レイモンド・チャンドラー&ロバート・B・パーカー(菊池光訳)『プードル・スプリングス物語』

プードル・スプリングス物語 (ハヤカワ・ミステリ文庫)

ハードボイルドの旗手レイモンド・チャンドラーが急死したため未完のまま遺された作品を、30年後に同じハードボイルドのスペンサーシリーズで有名なロバート・B・パーカーが完成させた。未完といっても、チャンドラーが遺したのは全41章中の4章だけで、書かれているエピソードはおおむね以下の3つだけだ。

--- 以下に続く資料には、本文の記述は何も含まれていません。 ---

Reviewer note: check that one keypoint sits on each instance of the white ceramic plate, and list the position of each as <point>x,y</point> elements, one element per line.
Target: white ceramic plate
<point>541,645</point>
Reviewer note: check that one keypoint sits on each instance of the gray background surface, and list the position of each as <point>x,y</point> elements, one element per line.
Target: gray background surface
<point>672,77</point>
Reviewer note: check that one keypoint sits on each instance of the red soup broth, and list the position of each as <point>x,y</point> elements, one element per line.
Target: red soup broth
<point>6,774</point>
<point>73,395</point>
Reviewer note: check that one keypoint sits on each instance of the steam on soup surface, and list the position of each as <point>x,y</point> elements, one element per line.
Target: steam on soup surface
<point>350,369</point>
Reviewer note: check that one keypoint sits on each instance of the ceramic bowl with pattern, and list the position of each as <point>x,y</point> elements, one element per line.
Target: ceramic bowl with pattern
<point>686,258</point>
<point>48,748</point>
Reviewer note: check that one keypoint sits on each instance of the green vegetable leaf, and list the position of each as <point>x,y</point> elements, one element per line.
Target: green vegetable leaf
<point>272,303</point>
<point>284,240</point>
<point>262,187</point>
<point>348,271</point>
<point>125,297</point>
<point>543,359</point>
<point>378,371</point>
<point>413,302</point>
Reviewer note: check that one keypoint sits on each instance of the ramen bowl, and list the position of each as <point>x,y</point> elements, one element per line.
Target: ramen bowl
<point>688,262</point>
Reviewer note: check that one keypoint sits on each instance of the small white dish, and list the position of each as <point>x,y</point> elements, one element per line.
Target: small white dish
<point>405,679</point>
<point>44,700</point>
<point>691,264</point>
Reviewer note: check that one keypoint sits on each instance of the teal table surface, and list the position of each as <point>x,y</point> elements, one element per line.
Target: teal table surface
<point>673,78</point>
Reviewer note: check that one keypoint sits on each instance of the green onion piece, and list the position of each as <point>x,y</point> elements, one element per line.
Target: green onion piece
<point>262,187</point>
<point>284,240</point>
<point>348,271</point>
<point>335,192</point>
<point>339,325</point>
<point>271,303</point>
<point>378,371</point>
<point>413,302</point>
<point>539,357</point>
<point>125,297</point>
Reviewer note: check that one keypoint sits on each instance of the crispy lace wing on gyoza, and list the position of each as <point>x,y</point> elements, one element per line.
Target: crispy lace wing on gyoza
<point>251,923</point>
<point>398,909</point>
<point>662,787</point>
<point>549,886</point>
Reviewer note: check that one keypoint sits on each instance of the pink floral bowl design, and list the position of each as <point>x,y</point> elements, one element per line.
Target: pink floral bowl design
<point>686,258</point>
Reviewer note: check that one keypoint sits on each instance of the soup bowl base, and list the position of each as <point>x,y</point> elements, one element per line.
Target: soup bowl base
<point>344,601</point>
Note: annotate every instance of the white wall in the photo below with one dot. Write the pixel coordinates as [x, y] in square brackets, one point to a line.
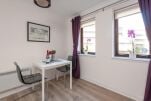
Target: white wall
[126, 77]
[14, 46]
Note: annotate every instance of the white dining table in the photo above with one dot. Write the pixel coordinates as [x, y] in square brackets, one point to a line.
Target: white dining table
[52, 65]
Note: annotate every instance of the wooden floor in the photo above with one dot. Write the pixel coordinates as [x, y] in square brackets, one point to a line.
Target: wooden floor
[82, 91]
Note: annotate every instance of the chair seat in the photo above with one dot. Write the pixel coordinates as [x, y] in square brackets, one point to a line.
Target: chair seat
[33, 78]
[64, 68]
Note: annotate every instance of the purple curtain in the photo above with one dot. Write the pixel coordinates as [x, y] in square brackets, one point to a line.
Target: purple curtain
[75, 35]
[145, 6]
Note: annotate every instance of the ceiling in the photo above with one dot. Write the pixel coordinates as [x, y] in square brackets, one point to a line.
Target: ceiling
[72, 7]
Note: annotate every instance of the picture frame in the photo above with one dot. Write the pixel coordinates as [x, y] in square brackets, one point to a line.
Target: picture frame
[38, 32]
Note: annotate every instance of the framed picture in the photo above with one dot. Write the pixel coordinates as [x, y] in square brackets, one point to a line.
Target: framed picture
[37, 32]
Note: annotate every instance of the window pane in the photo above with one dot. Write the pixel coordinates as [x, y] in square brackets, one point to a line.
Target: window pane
[137, 43]
[89, 37]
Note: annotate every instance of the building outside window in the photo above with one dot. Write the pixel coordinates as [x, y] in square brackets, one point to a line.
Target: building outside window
[130, 38]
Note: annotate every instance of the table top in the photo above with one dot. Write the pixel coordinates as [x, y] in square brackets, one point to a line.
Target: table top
[54, 64]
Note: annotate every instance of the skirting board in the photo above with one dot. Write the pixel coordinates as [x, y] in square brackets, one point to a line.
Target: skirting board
[113, 89]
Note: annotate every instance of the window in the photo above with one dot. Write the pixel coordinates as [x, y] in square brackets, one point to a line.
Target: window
[130, 35]
[87, 38]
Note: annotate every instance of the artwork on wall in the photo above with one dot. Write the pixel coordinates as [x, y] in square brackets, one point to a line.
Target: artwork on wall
[37, 32]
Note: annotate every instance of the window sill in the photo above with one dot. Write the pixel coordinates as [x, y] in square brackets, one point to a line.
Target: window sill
[133, 59]
[91, 55]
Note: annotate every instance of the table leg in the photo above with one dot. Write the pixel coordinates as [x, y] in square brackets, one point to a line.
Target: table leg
[43, 84]
[71, 75]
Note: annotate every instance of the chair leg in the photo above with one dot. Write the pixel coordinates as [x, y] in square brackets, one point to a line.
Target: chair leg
[46, 90]
[57, 73]
[64, 79]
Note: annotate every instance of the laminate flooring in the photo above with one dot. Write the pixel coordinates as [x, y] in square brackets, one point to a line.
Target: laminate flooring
[56, 91]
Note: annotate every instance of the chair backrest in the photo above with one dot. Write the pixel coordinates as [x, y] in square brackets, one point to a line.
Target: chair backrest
[19, 73]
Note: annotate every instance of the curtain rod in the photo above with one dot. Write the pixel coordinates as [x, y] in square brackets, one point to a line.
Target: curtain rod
[117, 2]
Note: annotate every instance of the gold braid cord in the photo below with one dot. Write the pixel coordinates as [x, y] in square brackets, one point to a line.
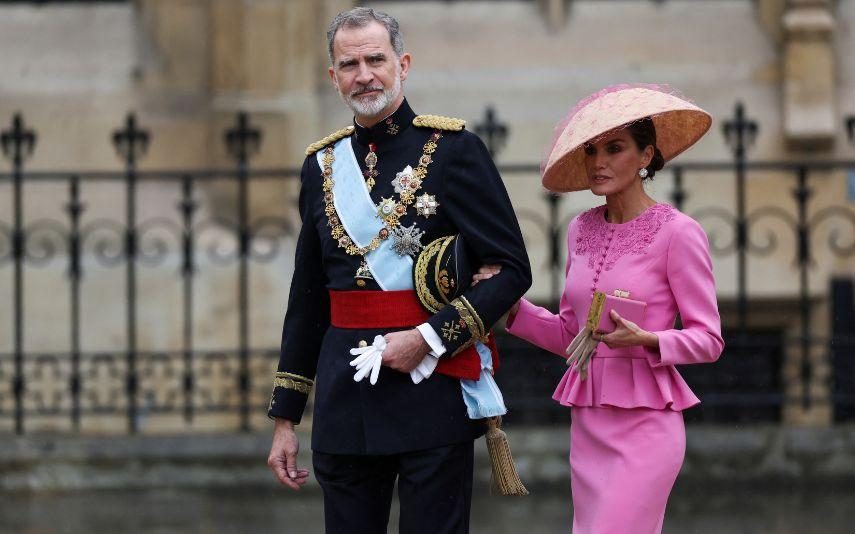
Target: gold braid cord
[332, 138]
[438, 122]
[298, 383]
[397, 209]
[432, 250]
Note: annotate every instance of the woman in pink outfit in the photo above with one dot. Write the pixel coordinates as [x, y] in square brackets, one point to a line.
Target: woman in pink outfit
[627, 438]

  1. マーロウは『ロング・グッドバイ』に登場したリンダ・ローリングという大富豪の娘と結婚してプードル・スプリングスというロス近郊の高級住宅地に住もうとしている
  2. それでもマーロウは私立探偵の仕事を続けようとする
  3. リップシュルツという男に仕事をもちかけられる(内容不明)

だから、これはフィリップ・マーロウというキャラクターを借りたパーカーの作品と考えた方が近いだろう。チャンドラーのような詩的なレトリックのきらめきはないし、マーロウがセンチメンタルな男なのは間違いないが今回のように甘々のセンチメンタリズムだけを唯一の根拠に行動することはありえないような気がするし、意外性がないほとんどないストーリー展開もどうかと思うのだが、でも少なくともこの物語の主人公はフィリップ・マーロウ……でなくても少なくとも同じにおいのする男で、彼が活躍する長編小説をもう一編余計に読めたのはうれしいことだ。

エンディングは『ロング・グッドバイ』の余韻を感じさせて、結構好きだ。